# Cheap camping in PA



## mtroku

Hi to all, we are new. We were hoping for any suggestions for cheap camping towards or around the Pocono area (Pennsylvania) where they don't nickle and dime you for air conditioner and more than 4 people? We have 2 adults and 3 kids (2-18 and 1-16). We have a travel trailer - 23ft. I feel like everywhere we look it's $3-$5 per night for air conditioning and $4-$7 per night for anyone above 4 ppl. All we want is a pool and a lake around and woods would be nice. Is there a directory that's easy to look at? Thanks for any help - can you tell we are first time travel trailer buyers? : ) Thanks! Michelle


----------



## nowpresence

Did you find anything? I want to go camping in a tent with a dog and an looking for somewhere inexpensive near York, PA. Thank you! Joli


----------



## GlitterHiker

Joli - Try Codorus State Park; I've stayed there a few times.

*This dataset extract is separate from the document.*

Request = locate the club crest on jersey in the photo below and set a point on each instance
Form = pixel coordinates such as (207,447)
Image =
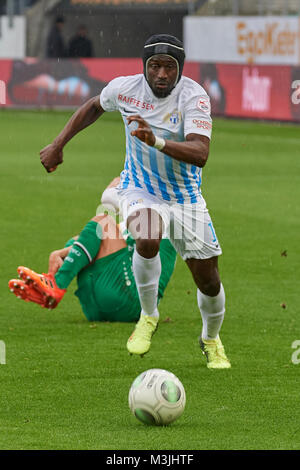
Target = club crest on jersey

Pennsylvania has so many possibilities for camping. I've only started exploring the area. A few resources you could browse through:
Private campgrounds: PA Campgrounds, Camping Resorts & RV Parks :: Pennsylvania Campground Owners Association
State parks: Pennsylvania State Parks - Camping - PA DCNR
State forests, including dispersed/backcountry: PADCNR-Camping


----------



## nowpresence

*Thank you!*

Awesome suggestions! I just purchased a book...something like Moon Camping Guide for PA. It looks pretty good too :-D
Joli


----------



## GlitterHiker

nowpresence said:


> something like Moon Camping Guide for PA. It looks pretty good too :-D
> Joli


I'll check that out! thanks


----------